George Herbert Walker Bush -- scion of a wealthy Connecticut banking family, son of a U.S. senator, graduate of Phillips Andover and Yale, millionaire oilman from Texas -- has accused members of Congress of being a "privileged class."
And who are the members of that "privileged class"? Well, consider 10 from Maryland:
1. Paul S. Sarbanes, born of Greek immigrant parents, educated in the public schools of Maryland's Eastern Shore, made it on his record to Princeton, where he won a Rhodes Scholarship. Graduated magna cum laude from Harvard Law School. After serving one term in the state legislature, defeated an entrenched political machine to enter Congress in 1970; moved up to Senate in 1976.
2. Barbara S. Mikulski, granddaughter of Polish immigrants who ran a grocery story in East Baltimore. Graduate of Roman Catholic parochial schools and the University of Maryland. Social worker, elected to Baltimore City Council in 1971 as a community activist, then to Congress in 1976, then to the Senate in 1986. Specializes in issues such as docks, child protection, Social Security.
3. Wayne Gilchrest, born in a New Jersey suburb of New York, product of public schools and small colleges, former Peace Corpsman, teacher and house painter, resident of Chestertown, elected to Congress in 1990 as a moderate Republican over a conservative Democrat tainted with defense-contractor money and staff scandal.
4. Helen Delich Bentley, born of Yugoslavian immigrant parents in a small town in Nevada, educated at a state university. Newspaper woman at home on the docks of Baltimore despite her diminutive frame. Elected to Congress in 1984 as a pro-union Republican over an entrenched Democrat. Lives in a modest home in Lutherville.
5. Benjamin L. Cardin, descendant of 19th century Jewish immigrants to America, educated at public schools in Pikesville, then state universities. Elected to Maryland House of Delegates at the age of 24, served five terms, the last two as Speaker. Elected to Congress in 1986 to represent the blue-collar neighborhoods of "Bawlamer." Legislative interests include public works and transportation.
6. Tom McMillen, son of a small-town dentist and college teacher in Pennsylvania, product of public schools, won scholarship to play basketball at University of Maryland, then a Rhodes Scholarship. After 11 years in professional basketball, chose Maryland as his permanent home, built his own successful business. A centrist who calls himself an "entrepreneurial" Democrat, was elected to Congress in 1986. Specializes in banking affairs, space, science, technology and has become a leading policy maker in college and professional athletics.
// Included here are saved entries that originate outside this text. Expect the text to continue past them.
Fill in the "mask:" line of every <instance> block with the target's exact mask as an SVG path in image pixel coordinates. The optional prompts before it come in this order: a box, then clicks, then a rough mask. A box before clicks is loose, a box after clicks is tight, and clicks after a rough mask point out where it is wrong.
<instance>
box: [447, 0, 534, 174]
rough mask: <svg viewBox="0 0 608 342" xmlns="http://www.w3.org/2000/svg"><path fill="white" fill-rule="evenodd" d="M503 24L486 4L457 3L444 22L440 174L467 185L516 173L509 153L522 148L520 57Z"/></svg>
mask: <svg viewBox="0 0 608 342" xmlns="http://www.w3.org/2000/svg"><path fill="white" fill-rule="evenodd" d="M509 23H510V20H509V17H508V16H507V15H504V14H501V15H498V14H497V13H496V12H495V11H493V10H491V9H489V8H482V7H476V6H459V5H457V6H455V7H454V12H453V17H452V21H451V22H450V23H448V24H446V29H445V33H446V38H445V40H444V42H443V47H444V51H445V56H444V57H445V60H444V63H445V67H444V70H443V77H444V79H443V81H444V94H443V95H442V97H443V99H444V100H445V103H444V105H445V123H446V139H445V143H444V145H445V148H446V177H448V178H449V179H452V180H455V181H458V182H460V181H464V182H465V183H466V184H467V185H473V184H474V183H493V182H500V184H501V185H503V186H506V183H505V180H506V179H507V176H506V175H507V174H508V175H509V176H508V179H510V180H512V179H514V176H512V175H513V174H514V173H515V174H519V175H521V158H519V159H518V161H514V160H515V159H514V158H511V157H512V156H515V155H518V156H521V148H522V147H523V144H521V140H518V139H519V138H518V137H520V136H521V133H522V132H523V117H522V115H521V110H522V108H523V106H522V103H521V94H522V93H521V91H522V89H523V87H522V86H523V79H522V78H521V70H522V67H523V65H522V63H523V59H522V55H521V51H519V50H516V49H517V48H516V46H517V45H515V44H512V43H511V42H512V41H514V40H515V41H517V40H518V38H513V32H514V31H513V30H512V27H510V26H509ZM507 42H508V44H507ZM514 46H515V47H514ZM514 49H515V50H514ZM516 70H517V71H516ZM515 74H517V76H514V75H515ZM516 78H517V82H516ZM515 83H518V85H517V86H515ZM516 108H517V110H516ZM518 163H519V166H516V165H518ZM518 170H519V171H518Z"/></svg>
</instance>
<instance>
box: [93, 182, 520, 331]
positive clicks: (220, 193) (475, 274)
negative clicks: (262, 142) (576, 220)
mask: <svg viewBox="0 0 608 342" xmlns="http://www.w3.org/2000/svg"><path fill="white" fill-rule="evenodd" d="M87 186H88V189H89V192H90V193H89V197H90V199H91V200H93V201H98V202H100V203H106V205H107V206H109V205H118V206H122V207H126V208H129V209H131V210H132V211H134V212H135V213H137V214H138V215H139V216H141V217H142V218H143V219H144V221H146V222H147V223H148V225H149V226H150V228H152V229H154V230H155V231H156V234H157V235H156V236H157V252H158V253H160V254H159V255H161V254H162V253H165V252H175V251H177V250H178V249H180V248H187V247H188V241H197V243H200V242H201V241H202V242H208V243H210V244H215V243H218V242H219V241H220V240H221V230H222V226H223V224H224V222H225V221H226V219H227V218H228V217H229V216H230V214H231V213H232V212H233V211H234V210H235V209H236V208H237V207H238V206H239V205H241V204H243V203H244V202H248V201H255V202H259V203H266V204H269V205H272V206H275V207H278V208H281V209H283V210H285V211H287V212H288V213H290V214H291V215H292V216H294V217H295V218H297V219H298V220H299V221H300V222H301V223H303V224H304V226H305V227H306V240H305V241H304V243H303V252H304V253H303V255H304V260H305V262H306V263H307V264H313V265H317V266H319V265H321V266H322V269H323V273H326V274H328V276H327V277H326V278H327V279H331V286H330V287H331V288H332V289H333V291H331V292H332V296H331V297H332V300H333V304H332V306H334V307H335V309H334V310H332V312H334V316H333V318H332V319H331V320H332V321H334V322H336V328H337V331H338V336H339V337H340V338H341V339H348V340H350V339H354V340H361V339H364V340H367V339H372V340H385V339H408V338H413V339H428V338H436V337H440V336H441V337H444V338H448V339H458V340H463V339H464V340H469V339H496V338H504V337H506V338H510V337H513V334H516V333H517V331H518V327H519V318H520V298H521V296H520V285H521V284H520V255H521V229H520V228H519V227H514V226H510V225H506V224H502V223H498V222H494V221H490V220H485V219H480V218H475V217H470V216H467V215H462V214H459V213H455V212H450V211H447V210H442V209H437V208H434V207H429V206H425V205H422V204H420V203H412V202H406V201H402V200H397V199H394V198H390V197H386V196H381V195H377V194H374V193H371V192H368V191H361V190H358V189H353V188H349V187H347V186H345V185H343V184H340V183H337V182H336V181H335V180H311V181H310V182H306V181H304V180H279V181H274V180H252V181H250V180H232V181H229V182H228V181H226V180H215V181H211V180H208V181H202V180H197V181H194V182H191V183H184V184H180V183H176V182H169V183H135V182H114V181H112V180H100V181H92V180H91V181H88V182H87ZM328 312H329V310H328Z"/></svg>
7. Steny H. Hoyer, born in New York, product of public schools, attended University of Maryland. Lawyer, elected to Maryland Senate at age of 28, then to Congress in 1981 from a Washington bedroom community made up largely of lower- and mid-level government employees. In 10 years has risen to front ranks of his party's leadership in the House of Representatives.
8. Beverly B. Byron, born into middle class family in Baltimore, attended Hood College. Elected to Congress in 1978 to succeed her husband who had died in office. Conservative Democrat with special interest in defense matters as a member of the hawkish House Armed Services Committee.
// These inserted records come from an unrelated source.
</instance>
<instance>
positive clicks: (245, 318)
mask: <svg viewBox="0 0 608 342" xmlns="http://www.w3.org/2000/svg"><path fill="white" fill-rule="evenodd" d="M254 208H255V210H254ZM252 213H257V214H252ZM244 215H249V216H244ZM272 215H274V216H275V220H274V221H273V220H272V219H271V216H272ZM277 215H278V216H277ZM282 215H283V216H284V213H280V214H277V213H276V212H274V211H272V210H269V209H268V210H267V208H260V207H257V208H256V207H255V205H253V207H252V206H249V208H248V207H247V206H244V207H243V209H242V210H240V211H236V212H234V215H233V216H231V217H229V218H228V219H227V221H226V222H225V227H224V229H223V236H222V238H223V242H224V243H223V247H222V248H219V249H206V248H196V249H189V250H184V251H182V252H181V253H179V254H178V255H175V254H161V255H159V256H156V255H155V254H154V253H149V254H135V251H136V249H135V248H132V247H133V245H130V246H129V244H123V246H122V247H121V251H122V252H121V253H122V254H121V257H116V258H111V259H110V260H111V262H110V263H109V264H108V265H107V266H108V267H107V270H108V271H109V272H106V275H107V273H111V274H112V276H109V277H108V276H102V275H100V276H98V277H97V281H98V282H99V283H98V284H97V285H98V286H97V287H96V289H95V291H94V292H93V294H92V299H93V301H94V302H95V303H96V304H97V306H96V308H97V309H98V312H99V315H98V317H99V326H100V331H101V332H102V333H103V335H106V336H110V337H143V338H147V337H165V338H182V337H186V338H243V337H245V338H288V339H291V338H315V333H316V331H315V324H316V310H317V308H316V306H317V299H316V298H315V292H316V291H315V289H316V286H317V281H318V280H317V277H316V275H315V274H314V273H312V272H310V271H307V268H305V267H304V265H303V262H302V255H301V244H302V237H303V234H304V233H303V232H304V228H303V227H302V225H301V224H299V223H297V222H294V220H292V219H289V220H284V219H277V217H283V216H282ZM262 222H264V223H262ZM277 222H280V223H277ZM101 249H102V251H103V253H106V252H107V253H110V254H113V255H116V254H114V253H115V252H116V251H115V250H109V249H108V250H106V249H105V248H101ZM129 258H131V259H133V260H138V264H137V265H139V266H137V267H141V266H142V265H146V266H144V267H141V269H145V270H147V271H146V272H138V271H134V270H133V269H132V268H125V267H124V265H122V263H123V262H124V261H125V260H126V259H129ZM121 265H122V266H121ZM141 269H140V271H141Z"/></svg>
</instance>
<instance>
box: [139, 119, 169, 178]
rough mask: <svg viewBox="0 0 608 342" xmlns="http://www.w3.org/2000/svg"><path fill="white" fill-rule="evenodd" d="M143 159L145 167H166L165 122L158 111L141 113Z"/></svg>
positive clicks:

9. Kweisi Mfume, product of inner-city Baltimore and its public schools. Adopted an African name. Graduate of Morgan State University, talk-radio show host, elected as a maverick city councilman of Baltimore in 1979. Earned a masters degree from Johns Hopkins while serving in city government, elected to Congress in 1986 to succeed the legendary Parren J. Mitchell. Legislative interests and skills run from hunger to high finance.
10. Constance A. Morella, born into an Italian immigrant family in working-class suburb of Boston. Educated in public schools, mother of three who also raised six of her late sister's children, taught college English, began political career late, in 1979, as a liberal Republican in the tradition of Sen. Charles McC. Mathias. Served two terms in Maryland legislature, elected to Congress in 1986. Devotes legislative attention to civil service matters and problems of the aging.
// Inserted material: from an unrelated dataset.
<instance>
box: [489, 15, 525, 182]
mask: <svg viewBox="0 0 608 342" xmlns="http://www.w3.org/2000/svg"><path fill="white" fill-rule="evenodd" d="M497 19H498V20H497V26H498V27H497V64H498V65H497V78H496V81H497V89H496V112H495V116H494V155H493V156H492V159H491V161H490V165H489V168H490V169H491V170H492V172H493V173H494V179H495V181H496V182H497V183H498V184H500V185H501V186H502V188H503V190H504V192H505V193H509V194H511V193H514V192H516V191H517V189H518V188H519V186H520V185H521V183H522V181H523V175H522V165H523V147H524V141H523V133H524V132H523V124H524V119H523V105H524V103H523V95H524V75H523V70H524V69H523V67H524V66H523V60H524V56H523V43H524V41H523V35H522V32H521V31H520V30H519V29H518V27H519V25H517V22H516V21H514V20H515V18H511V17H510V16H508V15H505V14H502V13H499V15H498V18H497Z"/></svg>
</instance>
These are but 10 of 535 men and women from across America who are the bone and sinew of the Congress of the United States -- people who President Bush maintains belong to "a privileged class." Not one of the 10 inherited substantial wealth, and only Tom McMillen, who made it as a basketball superstar and then as a businessman, is a millionaire.
Go back now, read President Bush's background, and ask, who really deserves to be called a member of the "privileged class"?
Ray Jenkins is editor of the editorial pages of The Evening Sun.